…

Reviving agricultural extension in Africa

Israel Bionyi Nyoh

Studies say agricultural extension can enable smallholder farmers tackle challenges and improve yields. The extension workforce in Africa is playing a major role in improving agriculture. Challenges such as pest invasions, outbreaks of serious diseases, locust attacks, severe climatic effects, natural disasters, poor farm to market roads, and lack of finance sometimes prove difficult to overcome, particularly in rural areas where most extension workers operate. However, ICTs and KM stand the grounds to foster innovation with cost effective solutions to impact growth in agricultural productivity. Some ICTs and KM solutions were showcased at the 2nd Africa-Wide Agricultural Extension Week 2015 (AAEW 2015) held on 11-16 October 2015 in Addis Ababa, Ethiopia.

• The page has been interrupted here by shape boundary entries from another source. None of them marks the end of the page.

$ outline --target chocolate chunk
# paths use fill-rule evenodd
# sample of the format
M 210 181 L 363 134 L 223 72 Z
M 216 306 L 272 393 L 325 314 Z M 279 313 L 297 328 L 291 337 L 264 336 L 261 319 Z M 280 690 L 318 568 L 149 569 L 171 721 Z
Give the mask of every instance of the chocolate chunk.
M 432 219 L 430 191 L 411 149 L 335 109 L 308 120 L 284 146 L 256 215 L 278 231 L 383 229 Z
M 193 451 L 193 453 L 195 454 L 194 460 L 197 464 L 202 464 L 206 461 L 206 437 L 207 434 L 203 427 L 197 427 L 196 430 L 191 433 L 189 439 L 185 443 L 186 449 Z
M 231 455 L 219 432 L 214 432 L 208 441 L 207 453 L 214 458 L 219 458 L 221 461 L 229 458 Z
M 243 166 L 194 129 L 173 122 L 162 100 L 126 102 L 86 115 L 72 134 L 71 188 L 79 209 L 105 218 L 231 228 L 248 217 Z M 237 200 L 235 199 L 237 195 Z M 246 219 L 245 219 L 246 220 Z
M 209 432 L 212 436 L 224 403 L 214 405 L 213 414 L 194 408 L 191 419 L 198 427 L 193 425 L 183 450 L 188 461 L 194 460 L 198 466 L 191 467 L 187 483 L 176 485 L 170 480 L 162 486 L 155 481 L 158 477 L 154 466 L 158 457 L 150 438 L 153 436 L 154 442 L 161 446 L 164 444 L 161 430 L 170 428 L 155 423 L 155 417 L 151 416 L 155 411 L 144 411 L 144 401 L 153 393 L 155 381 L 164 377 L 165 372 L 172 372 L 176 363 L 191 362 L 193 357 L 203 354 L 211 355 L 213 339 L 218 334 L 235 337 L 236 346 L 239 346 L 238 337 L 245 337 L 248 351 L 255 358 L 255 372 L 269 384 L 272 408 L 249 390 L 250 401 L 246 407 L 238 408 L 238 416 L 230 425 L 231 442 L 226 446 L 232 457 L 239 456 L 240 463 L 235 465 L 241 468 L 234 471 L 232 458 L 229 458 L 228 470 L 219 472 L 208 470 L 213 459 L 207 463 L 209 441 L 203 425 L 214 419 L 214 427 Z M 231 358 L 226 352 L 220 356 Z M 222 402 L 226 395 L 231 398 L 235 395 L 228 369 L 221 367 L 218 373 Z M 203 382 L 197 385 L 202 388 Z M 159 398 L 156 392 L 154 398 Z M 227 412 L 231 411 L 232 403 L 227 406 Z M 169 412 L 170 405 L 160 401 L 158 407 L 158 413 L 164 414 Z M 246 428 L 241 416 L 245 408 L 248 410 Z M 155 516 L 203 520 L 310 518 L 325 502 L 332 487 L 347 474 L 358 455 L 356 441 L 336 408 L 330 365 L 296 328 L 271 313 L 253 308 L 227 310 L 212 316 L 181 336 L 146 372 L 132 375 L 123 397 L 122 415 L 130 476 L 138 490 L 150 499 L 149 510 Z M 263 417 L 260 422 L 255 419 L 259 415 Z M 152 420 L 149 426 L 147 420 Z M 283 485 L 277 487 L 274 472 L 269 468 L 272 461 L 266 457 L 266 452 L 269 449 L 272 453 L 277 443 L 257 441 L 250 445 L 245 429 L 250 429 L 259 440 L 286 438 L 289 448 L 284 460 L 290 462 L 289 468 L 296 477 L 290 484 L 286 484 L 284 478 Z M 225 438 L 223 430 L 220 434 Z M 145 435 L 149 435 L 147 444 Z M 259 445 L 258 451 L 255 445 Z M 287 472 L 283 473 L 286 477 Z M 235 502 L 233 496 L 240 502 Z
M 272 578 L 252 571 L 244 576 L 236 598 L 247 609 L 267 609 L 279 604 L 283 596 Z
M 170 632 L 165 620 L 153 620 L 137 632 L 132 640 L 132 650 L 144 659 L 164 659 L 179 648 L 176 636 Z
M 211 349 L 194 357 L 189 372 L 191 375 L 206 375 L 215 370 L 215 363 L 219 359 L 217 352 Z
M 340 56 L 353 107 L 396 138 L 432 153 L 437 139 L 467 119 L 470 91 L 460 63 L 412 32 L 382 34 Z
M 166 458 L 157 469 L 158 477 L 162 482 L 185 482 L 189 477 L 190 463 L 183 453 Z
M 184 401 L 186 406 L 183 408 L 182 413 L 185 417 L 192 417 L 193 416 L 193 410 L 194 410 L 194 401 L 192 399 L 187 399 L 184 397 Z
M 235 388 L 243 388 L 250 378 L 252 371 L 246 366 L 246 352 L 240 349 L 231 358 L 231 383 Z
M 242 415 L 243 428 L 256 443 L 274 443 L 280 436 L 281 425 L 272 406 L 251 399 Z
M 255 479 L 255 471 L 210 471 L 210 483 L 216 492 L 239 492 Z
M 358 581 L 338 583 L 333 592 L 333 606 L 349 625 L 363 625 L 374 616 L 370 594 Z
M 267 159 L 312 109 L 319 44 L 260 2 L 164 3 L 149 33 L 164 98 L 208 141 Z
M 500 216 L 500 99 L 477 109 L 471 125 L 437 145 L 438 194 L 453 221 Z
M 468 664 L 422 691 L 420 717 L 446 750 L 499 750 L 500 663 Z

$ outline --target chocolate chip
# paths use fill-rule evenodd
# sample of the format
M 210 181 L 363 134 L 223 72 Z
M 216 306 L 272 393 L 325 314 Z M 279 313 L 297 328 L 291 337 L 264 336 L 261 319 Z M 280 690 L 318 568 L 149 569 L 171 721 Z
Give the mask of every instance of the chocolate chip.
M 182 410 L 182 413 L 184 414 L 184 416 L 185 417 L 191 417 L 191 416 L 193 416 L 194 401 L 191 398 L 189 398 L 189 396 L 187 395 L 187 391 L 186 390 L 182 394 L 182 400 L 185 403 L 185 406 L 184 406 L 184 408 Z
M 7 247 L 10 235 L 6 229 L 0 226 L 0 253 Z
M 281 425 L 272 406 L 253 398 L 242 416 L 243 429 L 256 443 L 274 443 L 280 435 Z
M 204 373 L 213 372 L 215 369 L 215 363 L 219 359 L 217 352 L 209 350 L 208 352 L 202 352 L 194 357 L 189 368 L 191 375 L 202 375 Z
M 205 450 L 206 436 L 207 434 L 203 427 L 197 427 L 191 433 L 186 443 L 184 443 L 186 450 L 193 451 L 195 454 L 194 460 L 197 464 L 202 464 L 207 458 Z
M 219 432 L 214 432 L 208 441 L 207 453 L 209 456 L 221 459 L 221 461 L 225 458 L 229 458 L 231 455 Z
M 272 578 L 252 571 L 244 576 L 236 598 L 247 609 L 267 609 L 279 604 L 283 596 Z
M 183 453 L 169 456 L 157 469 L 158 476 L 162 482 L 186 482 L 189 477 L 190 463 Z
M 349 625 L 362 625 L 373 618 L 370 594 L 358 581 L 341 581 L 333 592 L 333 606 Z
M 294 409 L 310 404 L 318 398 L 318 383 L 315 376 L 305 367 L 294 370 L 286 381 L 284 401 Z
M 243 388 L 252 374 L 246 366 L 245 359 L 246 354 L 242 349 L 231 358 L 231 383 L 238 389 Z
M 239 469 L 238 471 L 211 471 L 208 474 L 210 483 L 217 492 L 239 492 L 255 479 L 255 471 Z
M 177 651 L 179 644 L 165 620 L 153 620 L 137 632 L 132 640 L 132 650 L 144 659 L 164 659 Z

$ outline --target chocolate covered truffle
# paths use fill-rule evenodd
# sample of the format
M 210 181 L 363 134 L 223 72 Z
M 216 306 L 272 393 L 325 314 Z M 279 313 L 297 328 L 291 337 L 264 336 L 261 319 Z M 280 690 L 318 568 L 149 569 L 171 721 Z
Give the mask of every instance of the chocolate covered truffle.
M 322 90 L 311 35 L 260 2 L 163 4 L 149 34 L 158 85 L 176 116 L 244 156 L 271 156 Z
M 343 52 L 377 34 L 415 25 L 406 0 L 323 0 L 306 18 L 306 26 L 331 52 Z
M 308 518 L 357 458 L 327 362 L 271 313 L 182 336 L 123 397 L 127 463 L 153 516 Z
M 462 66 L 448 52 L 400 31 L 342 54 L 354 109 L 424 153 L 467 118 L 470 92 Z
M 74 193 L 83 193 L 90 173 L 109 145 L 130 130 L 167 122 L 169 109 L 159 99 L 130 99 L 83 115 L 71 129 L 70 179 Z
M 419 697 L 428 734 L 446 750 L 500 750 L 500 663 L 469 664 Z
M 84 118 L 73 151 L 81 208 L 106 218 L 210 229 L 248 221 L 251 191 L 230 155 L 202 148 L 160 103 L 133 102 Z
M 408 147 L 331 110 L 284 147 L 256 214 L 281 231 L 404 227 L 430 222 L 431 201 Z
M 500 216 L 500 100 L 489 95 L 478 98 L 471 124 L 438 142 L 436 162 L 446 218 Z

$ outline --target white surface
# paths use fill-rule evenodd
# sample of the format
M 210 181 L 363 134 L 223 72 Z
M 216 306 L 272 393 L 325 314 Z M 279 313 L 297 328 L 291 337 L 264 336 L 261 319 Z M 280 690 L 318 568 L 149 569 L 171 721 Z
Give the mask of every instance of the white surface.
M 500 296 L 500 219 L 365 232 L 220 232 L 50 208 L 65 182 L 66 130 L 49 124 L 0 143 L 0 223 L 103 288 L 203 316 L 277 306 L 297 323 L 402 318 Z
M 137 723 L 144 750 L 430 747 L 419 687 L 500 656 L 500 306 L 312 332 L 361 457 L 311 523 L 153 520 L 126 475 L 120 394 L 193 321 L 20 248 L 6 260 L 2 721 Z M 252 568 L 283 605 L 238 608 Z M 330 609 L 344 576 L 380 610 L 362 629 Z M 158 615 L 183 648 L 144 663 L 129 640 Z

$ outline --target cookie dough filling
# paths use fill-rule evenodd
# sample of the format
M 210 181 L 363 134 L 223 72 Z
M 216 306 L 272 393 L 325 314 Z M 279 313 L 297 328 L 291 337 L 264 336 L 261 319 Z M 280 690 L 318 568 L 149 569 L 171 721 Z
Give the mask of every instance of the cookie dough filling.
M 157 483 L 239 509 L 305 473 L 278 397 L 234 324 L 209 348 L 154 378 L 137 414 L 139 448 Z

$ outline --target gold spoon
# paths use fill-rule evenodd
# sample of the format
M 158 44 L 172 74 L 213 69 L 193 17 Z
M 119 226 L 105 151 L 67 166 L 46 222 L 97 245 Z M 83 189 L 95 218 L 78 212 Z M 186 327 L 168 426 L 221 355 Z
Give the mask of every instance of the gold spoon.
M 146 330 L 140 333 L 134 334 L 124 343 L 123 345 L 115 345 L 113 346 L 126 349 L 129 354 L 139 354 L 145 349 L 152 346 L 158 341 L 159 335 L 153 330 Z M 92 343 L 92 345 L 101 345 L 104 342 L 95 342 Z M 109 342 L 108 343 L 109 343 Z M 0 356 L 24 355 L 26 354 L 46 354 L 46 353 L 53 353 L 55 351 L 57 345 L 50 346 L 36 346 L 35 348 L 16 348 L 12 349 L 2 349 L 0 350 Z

The Technical Centre for Agricultural and Rural Cooperation (CTA) has a very well-built reputation of using information and communication technologies (ICTs) and knowledge management (KM), (ICKM) to achieve its mission to advance food and nutritional security in Africa, The Caribbean and The Pacific (ACP) countries.

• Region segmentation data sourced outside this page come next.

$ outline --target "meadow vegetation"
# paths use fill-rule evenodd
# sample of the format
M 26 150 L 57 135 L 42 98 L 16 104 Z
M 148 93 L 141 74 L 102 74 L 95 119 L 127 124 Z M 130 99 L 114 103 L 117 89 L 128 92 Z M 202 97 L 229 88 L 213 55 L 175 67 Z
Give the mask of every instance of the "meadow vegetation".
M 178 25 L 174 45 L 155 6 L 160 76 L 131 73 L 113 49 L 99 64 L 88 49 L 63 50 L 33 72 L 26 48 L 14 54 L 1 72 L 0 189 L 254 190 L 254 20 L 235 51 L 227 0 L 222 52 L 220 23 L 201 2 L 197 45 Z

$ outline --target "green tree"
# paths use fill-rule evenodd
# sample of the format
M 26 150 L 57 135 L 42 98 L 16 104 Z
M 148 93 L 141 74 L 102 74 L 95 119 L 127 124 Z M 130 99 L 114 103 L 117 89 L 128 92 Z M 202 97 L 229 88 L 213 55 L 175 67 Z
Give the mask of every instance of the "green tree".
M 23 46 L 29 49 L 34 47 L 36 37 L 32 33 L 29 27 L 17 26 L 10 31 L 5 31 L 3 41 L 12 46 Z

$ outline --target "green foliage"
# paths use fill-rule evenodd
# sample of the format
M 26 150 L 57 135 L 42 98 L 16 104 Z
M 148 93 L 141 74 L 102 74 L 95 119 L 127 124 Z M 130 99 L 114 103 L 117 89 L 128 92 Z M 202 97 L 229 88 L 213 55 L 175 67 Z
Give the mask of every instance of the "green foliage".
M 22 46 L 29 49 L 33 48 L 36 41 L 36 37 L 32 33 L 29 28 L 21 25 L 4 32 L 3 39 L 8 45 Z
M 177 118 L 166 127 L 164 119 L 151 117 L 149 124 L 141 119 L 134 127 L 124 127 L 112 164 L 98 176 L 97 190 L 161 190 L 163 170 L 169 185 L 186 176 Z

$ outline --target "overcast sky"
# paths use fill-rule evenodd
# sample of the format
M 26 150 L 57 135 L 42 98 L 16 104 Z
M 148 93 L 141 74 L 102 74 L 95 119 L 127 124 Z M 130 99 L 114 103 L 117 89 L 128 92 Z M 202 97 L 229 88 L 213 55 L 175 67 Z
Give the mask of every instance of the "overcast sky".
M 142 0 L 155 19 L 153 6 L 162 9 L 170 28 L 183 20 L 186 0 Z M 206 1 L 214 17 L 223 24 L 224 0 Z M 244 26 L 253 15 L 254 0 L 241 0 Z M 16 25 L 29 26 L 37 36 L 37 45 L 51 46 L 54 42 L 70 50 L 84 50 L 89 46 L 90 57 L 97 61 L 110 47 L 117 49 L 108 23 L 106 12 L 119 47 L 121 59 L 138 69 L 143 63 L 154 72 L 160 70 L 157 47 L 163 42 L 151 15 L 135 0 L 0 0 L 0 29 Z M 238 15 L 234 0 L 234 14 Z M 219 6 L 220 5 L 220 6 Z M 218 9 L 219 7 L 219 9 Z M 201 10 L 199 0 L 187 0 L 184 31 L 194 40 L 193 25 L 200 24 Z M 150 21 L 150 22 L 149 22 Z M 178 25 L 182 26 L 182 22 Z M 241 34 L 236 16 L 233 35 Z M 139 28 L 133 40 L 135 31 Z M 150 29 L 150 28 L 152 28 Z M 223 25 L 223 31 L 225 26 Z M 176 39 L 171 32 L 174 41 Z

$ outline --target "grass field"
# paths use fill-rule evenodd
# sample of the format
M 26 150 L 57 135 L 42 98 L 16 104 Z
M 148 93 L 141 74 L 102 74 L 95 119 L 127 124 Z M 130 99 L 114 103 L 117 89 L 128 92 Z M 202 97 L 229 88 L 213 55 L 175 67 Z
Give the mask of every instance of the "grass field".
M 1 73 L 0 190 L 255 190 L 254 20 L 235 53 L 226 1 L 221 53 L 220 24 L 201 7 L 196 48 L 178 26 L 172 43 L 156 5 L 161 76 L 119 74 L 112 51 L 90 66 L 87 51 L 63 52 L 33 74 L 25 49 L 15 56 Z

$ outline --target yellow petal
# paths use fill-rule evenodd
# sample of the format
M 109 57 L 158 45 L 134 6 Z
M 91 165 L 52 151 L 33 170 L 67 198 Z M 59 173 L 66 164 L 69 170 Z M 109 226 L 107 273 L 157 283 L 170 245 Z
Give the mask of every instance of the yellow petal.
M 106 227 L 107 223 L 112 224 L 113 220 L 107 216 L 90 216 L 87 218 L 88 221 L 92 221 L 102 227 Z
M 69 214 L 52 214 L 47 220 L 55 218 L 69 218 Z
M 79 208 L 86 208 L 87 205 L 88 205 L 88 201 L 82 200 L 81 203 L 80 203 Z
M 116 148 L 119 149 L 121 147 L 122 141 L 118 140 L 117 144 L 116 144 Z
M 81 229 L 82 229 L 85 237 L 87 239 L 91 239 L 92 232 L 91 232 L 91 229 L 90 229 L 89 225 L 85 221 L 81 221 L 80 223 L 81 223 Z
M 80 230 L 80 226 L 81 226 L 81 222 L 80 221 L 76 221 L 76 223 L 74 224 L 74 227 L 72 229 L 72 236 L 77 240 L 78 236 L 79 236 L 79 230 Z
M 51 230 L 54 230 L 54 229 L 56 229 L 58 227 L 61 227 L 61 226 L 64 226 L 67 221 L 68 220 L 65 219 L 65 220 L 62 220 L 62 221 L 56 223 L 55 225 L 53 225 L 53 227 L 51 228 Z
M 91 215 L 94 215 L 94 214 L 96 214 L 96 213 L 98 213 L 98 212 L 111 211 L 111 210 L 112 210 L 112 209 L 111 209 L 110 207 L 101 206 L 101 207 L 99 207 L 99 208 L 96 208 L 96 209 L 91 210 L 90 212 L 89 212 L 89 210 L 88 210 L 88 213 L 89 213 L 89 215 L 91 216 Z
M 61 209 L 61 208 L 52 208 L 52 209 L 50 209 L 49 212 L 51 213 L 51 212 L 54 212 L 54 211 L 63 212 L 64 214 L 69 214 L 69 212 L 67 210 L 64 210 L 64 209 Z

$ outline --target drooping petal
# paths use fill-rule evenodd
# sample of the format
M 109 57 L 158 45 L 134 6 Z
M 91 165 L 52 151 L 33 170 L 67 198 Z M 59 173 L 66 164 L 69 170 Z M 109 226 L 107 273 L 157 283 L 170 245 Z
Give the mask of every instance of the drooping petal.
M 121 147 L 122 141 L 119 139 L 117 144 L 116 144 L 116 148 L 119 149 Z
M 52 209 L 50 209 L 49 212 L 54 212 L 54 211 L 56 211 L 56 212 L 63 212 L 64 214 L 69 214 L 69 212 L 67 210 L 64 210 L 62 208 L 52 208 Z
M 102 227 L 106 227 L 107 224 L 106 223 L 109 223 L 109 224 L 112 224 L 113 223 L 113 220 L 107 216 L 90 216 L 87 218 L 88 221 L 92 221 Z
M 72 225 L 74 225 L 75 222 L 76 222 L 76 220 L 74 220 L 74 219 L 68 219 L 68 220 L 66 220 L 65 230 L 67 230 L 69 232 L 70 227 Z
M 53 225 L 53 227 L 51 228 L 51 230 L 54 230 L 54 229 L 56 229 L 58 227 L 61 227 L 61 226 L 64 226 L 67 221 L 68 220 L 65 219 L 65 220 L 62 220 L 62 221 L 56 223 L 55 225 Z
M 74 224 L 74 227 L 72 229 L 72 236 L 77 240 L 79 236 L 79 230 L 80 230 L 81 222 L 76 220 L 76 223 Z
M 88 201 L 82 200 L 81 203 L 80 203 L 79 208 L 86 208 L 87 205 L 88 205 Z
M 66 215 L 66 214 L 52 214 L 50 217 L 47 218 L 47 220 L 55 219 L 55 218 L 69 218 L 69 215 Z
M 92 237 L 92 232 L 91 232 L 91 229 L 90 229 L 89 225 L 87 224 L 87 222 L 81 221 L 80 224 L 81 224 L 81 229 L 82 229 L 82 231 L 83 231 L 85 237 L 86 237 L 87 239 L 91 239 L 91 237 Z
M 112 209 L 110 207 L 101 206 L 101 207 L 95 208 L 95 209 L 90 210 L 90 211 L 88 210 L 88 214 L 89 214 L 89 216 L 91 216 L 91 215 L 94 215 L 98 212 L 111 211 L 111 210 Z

Talking about using ICKM to improve food and nutritional security, from the 12 to 16 October 2015, CTA was involved in the African Agricultural Extension Week (AAEW) in Addis Ababa, Ethiopia to share its rich experiences in using ICKM in agriculture for rural development with Extension and Advisory Service providers and farmer organisations in Africa.

CTA’s work during the event was centred around the conference’ key specific objective number iii- “to facilitate networking, information and knowledge exchange in agricultural extension across Africa and beyond.”

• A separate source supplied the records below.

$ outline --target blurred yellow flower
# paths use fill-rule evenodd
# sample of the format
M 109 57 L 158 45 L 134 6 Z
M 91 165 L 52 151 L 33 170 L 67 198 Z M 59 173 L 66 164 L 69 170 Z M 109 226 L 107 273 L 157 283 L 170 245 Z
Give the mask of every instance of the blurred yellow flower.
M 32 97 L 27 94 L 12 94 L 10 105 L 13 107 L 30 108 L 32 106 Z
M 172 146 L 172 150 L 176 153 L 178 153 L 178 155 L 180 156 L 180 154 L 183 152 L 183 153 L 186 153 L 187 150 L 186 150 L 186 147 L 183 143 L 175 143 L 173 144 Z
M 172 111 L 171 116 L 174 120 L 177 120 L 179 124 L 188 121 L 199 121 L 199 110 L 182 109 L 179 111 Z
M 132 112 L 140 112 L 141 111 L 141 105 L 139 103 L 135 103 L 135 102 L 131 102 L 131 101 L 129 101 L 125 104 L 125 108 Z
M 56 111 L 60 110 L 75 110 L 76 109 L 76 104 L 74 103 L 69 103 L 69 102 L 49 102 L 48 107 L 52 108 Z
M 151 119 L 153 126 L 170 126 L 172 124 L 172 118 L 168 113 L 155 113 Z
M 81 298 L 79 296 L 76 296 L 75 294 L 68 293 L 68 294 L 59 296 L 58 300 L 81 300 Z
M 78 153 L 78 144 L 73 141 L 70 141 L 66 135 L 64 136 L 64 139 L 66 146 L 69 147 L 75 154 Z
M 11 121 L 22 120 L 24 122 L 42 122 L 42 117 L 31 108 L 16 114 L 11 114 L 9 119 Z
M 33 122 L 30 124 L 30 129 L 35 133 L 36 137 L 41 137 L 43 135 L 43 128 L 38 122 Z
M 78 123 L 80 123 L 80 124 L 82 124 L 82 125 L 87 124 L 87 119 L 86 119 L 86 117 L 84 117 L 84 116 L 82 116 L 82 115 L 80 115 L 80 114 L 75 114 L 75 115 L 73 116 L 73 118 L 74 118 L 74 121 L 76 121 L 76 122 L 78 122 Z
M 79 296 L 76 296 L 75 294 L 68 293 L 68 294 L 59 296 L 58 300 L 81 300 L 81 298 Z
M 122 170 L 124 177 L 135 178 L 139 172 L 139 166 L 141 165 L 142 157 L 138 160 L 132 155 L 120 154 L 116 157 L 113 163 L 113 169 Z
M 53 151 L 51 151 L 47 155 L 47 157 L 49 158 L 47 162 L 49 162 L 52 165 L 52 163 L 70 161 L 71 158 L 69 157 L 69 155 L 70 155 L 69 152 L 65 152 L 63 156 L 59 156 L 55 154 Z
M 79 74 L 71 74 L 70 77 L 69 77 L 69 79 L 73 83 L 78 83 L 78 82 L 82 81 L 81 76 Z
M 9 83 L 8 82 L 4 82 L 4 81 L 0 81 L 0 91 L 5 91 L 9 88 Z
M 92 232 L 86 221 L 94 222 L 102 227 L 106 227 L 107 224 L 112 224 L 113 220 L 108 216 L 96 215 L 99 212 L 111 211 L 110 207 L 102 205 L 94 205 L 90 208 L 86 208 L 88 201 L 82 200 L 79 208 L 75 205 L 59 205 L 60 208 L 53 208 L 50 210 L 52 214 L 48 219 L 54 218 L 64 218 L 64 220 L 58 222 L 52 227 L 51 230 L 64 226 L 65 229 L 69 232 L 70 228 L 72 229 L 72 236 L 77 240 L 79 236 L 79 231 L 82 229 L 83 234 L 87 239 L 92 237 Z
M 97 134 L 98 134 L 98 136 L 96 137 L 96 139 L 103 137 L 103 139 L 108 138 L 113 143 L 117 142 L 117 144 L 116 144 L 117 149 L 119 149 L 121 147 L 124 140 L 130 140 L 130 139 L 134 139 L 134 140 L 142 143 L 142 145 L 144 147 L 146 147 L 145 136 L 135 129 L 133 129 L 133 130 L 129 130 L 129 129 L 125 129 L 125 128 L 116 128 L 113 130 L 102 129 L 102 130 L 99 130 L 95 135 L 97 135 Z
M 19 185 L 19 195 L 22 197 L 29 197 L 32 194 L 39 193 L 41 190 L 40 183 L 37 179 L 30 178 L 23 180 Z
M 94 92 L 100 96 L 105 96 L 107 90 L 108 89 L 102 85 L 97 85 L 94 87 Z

Krishan Bheenick, Senior Programme Coordinator, Knowledge Management and Benjamin Kwasi Addom, PhD, ICT4 Programme Coordinator were there to communicate CTA’s ICKM experience and support the more than 300 participants at Addis Ababa- mostly extension workers, representatives of African ministries, entrepreneurs and farmers from over 40 countries, to understand how to use ICTs and KM to improve, innovate, and transform their practices in agricultural extension.

Capacity building

At the conference, CTA hosted the Plug and Play which gave agricultural extension service practitioners the opportunity to better engage and integrate ICT applications into their activities. This was also an opening for the practitioners to get first-hand information about the latest developments in ICTs for Agriculture and for developers to meet with potential partners for future cooperation.

Participants at the Plug and Play side event also acquired knowledge on how to use ICTs and KM to develop knowledge and create awareness during the audio and video content creation training, CTA organized in collaboration with Green Digital.
Josiane Kouagheu, a journalist and agriculture blogger from Cameroon who benefited from this training produced a video, “Extensionist Farmer” to showcase how farmers capture and transfer local knowledge on to their families and the role they play in agricultural extension. She and many others were well trained not only how to develop apps, audio, and video contents but also how to use them on the web and social media to engage with different audience categories.

ICKM: a necessity

However, after working with the agricultural extension service practicing community in Africa for one week, Dr. Benjamin Addom, is confident that “CTA and partners were able to achieve their objective of creating the thirst for ICKM for extension in the participants such that they are calling for more efforts extension to create more awareness, more promotion, training and the use of ICKM approaches in extension”.

He concluded, as a result, participants have expressed the need for ICKM in extension services and they said, “we believe KM is key to extension advisory services and we want to work with CTA on developing it in future”.